DHS IT procurement now marches in step

$45 billion Eagle contract award to consolidate IT services purchasing

By Wilson P. Dizard III, GCN Staff

The gears of IT procurement at the Homeland Security Department appear set at last to mesh with the vision of consolidated operations. DHS last week launched a series of IT contracts under the Eagle project that are set to cover most of its technology service needs and could reach a cap of $45 billion over at least five years.

The department has notified 25 winning bidders in the “unrestricted track” part of the Eagle IT acquisition project, which was open to large businesses, that they would be able to seek work via task orders issued under the procurement as of last week.

DHS has pledged to issue comparable contracts to small-business bidders around July 31, the department said when it announced the large business winners.

The contract’s full name is Enterprise Acquisition Gateway for Leading Edge solutions.

A department spokesman said DHS would announce the winners of the indefinite-delivery, indefinite-quantity contracts on June 29.

But companies in the homeland security IT market were abuzz with news of the new contracts, which pave a path to bid on as much as three-quarters of the department’s total annual technology spending of about $6 billion.
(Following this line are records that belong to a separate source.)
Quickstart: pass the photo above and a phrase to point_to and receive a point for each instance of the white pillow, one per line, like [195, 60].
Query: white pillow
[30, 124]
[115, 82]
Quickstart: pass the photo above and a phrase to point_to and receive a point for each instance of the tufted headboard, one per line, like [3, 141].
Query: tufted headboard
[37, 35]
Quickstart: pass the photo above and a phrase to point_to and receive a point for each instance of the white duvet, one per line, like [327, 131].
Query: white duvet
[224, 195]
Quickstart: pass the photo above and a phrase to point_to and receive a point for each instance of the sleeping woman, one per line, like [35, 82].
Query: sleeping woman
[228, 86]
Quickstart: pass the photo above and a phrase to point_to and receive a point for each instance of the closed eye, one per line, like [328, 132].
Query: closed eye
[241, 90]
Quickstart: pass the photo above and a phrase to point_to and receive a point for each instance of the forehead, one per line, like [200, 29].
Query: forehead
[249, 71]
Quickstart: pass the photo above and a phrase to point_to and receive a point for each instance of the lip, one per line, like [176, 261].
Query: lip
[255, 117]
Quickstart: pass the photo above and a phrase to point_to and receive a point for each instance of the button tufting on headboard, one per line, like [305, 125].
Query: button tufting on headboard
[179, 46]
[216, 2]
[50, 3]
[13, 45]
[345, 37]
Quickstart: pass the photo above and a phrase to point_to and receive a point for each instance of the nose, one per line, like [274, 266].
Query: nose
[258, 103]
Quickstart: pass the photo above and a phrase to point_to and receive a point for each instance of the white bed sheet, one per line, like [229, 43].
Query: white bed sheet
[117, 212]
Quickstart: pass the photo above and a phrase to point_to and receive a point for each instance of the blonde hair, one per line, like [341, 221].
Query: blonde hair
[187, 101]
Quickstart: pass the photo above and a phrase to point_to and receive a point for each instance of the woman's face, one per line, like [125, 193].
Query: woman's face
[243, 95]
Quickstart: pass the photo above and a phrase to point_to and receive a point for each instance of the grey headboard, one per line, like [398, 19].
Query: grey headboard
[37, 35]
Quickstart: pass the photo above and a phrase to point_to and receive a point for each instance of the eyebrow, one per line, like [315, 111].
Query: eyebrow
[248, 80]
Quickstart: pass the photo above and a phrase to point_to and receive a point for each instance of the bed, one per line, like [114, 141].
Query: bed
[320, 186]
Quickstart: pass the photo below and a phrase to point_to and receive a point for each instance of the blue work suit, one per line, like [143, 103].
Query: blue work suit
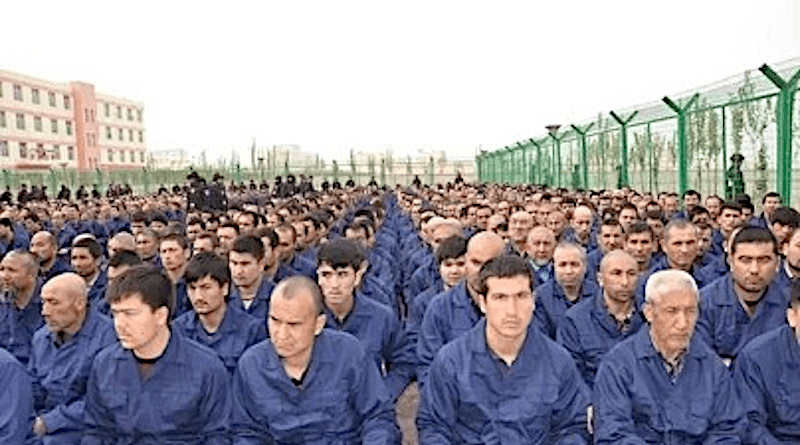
[237, 332]
[16, 400]
[636, 401]
[17, 326]
[384, 340]
[766, 374]
[449, 315]
[725, 326]
[339, 401]
[60, 371]
[259, 308]
[186, 399]
[589, 331]
[97, 292]
[552, 304]
[473, 397]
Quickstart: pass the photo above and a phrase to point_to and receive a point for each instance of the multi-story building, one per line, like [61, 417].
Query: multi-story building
[47, 125]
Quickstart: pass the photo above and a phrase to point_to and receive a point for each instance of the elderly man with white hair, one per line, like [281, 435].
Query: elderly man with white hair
[664, 384]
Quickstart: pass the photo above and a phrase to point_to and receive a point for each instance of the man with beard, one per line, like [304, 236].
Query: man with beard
[226, 329]
[62, 355]
[21, 307]
[45, 246]
[86, 257]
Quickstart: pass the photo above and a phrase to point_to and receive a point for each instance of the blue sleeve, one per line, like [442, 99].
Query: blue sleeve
[16, 404]
[247, 428]
[613, 411]
[215, 406]
[569, 337]
[429, 341]
[371, 401]
[400, 354]
[749, 381]
[570, 408]
[438, 405]
[728, 423]
[99, 425]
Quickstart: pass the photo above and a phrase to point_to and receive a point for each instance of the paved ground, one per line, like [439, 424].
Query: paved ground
[406, 409]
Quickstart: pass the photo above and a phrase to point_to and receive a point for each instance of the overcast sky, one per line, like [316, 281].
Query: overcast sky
[332, 76]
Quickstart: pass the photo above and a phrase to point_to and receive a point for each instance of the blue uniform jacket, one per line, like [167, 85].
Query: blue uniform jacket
[726, 327]
[260, 306]
[472, 397]
[60, 374]
[186, 400]
[552, 304]
[449, 315]
[637, 402]
[16, 400]
[339, 402]
[17, 326]
[766, 373]
[237, 332]
[383, 338]
[589, 331]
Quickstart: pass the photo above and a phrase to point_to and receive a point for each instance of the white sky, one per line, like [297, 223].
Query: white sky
[374, 75]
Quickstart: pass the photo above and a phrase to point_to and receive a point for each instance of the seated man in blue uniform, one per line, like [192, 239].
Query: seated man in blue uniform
[16, 400]
[155, 386]
[766, 375]
[212, 322]
[20, 307]
[456, 311]
[374, 324]
[746, 302]
[247, 259]
[503, 381]
[664, 384]
[594, 326]
[307, 384]
[567, 287]
[61, 358]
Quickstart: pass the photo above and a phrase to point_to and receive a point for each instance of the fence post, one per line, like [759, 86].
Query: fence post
[623, 147]
[683, 142]
[584, 157]
[783, 111]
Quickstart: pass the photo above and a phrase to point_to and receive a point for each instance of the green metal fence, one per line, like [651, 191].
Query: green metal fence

The initial contracts run for a period of five years and may be renewed. Total spending under the project could reach a cap of $45 billion.

The Eagle contracts would achieve a goal DHS has sought for years: consolidating as much of its IT purchasing as possible. DHS has tried twice before, with the scuttled Spirit acquisition project and another, less defined procurement plan shaped by former CIO Steve Cooper.

However, the Eagle contract awards did not meet with approval in all quarters.

Rep. Bennie Thompson (D-Miss.) said in a statement, “The extremely large amount of money involved with these contracts, partnered with lack of oversight and general quality control, is a prescription for more waste, fraud and abuse.” Thompson is the ranking Democrat on the House Homeland Security Committee. DHS made the awards in five categories:
  • 1. Infrastructure engineering design, development, implementation and integration
  • 2. Operations and maintenance
  • 3. Independent test, validation, verification and evaluation
  • 4. Software development
  • 5. Management support services.
Vendor executives noted that a typical project task order might cross two or more categories.